Mitigating Accuracy-Robustness Trade-off via Balanced Multi-Teacher Adversarial Distillation
Shiji Zhao, Xizhe Wang, Xingxing Wei
TL;DR
The paper tackles the intrinsic accuracy-robustness trade-off in Adversarial Training by introducing Balanced Multi-Teacher Adversarial Distillation (B-MTARD), which leverages a clean teacher for natural inputs and a robust teacher for adversarial inputs. It proposes two novel balancing mechanisms: Entropy-Based Balance, which aligns teachers’ knowledge scales by adjusting temperatures to equalize information entropy, and Normalization Loss Balance, which equalizes the student’s learning speeds from different teachers through adaptive loss weighting. The approach is validated on CIFAR-10/100 and Tiny-ImageNet, achieving state-of-the-art Weighted Robust Accuracy across multiple white-box and black-box attacks and outperforming prior ARD and multi-teacher distillation methods. The results demonstrate the practical viability of decoupling accuracy and robustness and offer a framework potentially extendable to other multi-objective learning problems.
Abstract
Adversarial Training is a practical approach for improving the robustness of deep neural networks against adversarial attacks.
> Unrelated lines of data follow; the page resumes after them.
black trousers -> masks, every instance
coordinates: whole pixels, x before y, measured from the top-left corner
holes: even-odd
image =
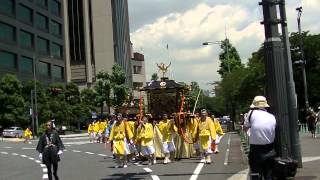
[[[51,167],[53,167],[53,176],[55,180],[59,180],[57,171],[58,171],[58,162],[56,163],[47,163],[46,164],[47,169],[48,169],[48,179],[52,180],[52,169]]]
[[[249,165],[252,180],[272,180],[272,166],[275,151],[273,144],[250,144]]]

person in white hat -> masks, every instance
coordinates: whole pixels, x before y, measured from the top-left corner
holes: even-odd
[[[264,96],[256,96],[250,106],[251,110],[245,119],[245,129],[250,129],[249,135],[249,165],[251,179],[272,179],[273,157],[266,155],[274,154],[274,139],[276,118],[267,112],[270,107]],[[267,157],[267,158],[262,158]]]

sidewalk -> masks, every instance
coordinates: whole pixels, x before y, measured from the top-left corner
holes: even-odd
[[[300,133],[300,144],[303,167],[298,169],[295,179],[320,179],[320,138],[313,139],[310,133]]]

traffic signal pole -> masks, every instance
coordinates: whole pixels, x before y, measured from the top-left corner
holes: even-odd
[[[270,111],[277,119],[276,151],[283,158],[291,155],[288,88],[283,44],[280,38],[277,19],[278,0],[262,0],[265,29],[264,58],[267,77],[267,97],[270,102]]]
[[[285,0],[280,0],[279,3],[282,40],[284,45],[285,70],[287,77],[288,88],[288,112],[289,112],[289,127],[290,127],[290,143],[292,158],[298,161],[298,166],[302,167],[301,148],[298,130],[298,105],[296,97],[295,83],[293,80],[292,60],[290,51],[290,41],[288,35],[287,15]]]

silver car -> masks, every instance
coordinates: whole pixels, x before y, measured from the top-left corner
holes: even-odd
[[[20,138],[23,136],[23,129],[21,127],[9,127],[3,130],[2,132],[3,137],[16,137]]]

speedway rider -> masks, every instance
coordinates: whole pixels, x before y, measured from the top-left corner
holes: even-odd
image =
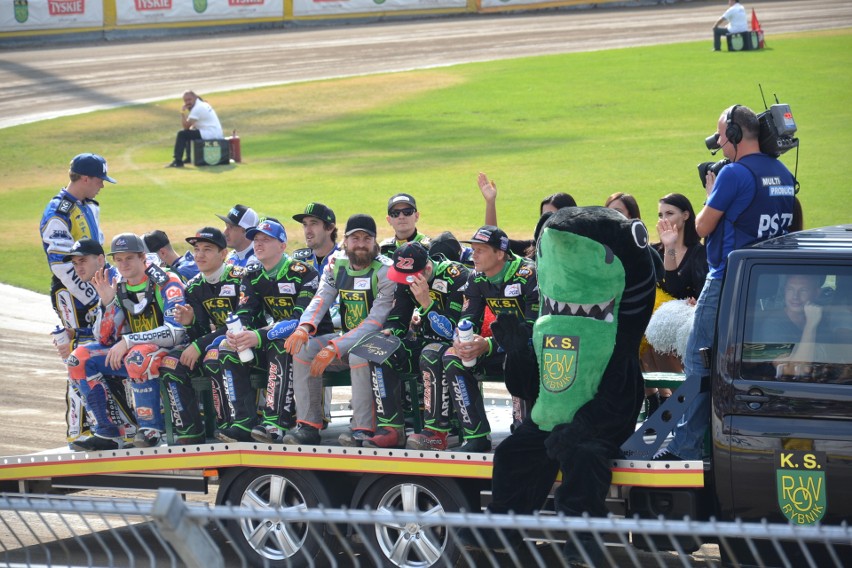
[[[370,367],[349,352],[371,332],[381,331],[393,304],[396,283],[387,277],[390,259],[379,254],[376,222],[369,215],[352,215],[346,222],[344,251],[336,254],[320,278],[319,290],[284,346],[293,355],[296,428],[285,444],[319,444],[322,428],[322,374],[326,368],[350,369],[352,428],[338,438],[344,446],[360,446],[376,429]],[[343,335],[319,329],[338,294]]]
[[[71,378],[98,423],[99,431],[87,440],[91,447],[86,449],[115,449],[122,443],[119,428],[106,412],[103,390],[93,388],[104,374],[133,381],[133,444],[155,446],[164,426],[158,371],[167,349],[184,340],[184,328],[175,319],[177,306],[184,304],[184,286],[177,274],[146,266],[145,245],[133,233],[116,236],[109,254],[121,279],[110,283],[106,270],[92,278],[101,304],[93,328],[98,343],[77,347],[68,362]]]
[[[243,331],[227,333],[219,346],[219,362],[225,383],[229,424],[216,431],[223,442],[249,442],[252,439],[280,443],[293,424],[293,385],[291,357],[284,339],[296,328],[299,317],[317,291],[319,274],[313,267],[293,260],[287,249],[287,233],[277,221],[267,219],[246,235],[254,243],[257,260],[246,270],[240,285],[236,315]],[[271,320],[271,325],[266,322]],[[318,326],[323,333],[333,331],[325,317]],[[253,350],[254,360],[242,362],[238,353]],[[257,423],[257,401],[251,388],[252,367],[267,374],[263,420]]]
[[[225,319],[237,310],[244,270],[225,264],[228,245],[219,229],[204,227],[186,242],[192,246],[200,273],[187,282],[186,304],[176,307],[175,319],[186,329],[189,345],[169,351],[160,364],[160,378],[165,384],[168,400],[163,404],[171,412],[175,441],[196,444],[205,441],[205,433],[193,377],[210,378],[216,423],[227,423],[218,347],[225,338]]]
[[[419,443],[409,439],[408,446],[417,449],[447,447],[450,397],[446,382],[441,381],[441,355],[449,349],[453,329],[458,323],[464,302],[469,270],[458,262],[429,258],[426,248],[417,242],[405,243],[393,253],[388,277],[397,283],[393,309],[385,325],[385,333],[402,341],[391,358],[378,365],[370,362],[373,397],[378,428],[363,441],[364,446],[392,448],[405,445],[399,373],[422,373],[427,427],[435,432]],[[420,321],[419,332],[410,333],[414,314]],[[438,380],[435,380],[437,378]],[[416,394],[415,394],[416,400]],[[419,404],[415,405],[415,408]],[[417,436],[417,435],[415,435]]]
[[[462,343],[455,339],[453,348],[444,353],[443,368],[465,439],[461,450],[485,452],[491,449],[491,426],[474,372],[502,374],[505,355],[493,338],[482,337],[477,332],[481,330],[486,306],[498,318],[502,314],[511,315],[532,329],[538,318],[538,281],[535,265],[509,250],[509,237],[503,230],[484,225],[469,241],[463,242],[473,247],[475,272],[468,279],[461,319],[469,320],[475,333],[473,341]],[[476,366],[464,366],[462,361],[470,359],[477,359]],[[529,412],[527,406],[526,401],[513,399],[516,423]]]

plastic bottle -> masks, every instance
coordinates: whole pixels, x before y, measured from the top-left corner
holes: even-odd
[[[473,341],[473,324],[470,323],[469,320],[461,320],[459,322],[458,331],[459,341],[461,343]],[[476,365],[476,358],[462,359],[462,365],[464,365],[465,367],[473,367],[474,365]]]
[[[243,322],[241,322],[240,318],[235,316],[233,312],[228,314],[228,318],[225,320],[225,325],[231,333],[238,333],[244,329]],[[254,359],[254,350],[252,349],[243,349],[242,351],[238,351],[238,354],[240,356],[240,361],[243,363],[249,363]]]

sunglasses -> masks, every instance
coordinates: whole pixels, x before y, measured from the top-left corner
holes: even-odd
[[[406,209],[394,209],[393,211],[388,211],[388,215],[396,219],[400,215],[405,215],[406,217],[411,217],[417,211],[414,207],[408,207]]]

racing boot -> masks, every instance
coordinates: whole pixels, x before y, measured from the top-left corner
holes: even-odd
[[[404,448],[405,430],[382,426],[376,433],[361,441],[365,448]]]
[[[439,432],[426,428],[419,434],[412,434],[408,437],[406,448],[412,450],[446,450],[447,449],[447,432]]]
[[[457,452],[480,452],[486,453],[491,451],[491,439],[488,436],[478,436],[476,438],[468,438],[465,440]]]
[[[272,424],[259,424],[252,428],[251,437],[258,442],[266,444],[283,444],[284,431]]]
[[[214,432],[213,437],[219,440],[220,442],[225,442],[228,444],[236,444],[238,442],[251,442],[252,435],[251,431],[246,430],[244,428],[240,428],[237,425],[228,426],[222,430],[216,430]]]
[[[373,433],[369,430],[349,430],[338,436],[337,443],[341,446],[360,448],[364,446],[364,441],[372,435]]]
[[[163,433],[155,428],[137,428],[133,445],[137,448],[152,448],[160,443]]]
[[[299,423],[281,440],[284,444],[297,446],[319,446],[322,443],[319,430],[310,424]]]
[[[88,438],[78,438],[71,443],[71,449],[81,452],[101,452],[108,450],[118,450],[124,447],[124,440],[118,438],[105,438],[103,436],[89,436]]]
Although bringing reliable robustness, the performance towards clean examples is negatively affected after Adversarial Training, which means a trade-off exists between accuracy and robustness. Recently, some studies have tried to use knowledge distillation methods in Adversarial Training, achieving competitive performance in improving the robustness but the accuracy for clean samples is still limited. In this paper, to mitigate the accuracy-robustness trade-off, we introduce the Balanced Multi-Teacher Adversarial Robustness Distillation (B-MTARD) to guide the model's Adversarial Training process by applying a strong clean teacher and a strong robust teacher to handle the clean examples and adversarial examples, respectively. During the optimization process, to ensure that different teachers show similar knowledge scales, we design the Entropy-Based Balance algorithm to adjust the teacher's temperature and keep the teachers' information entropy consistent. Besides, to ensure that the student has a relatively consistent learning speed from multiple teachers, we propose the Normalization Loss Balance algorithm to adjust the learning weights of different types of knowledge. A series of experiments conducted on three public datasets demonstrate that B-MTARD outperforms the state-of-the-art methods against various adversarial attacks.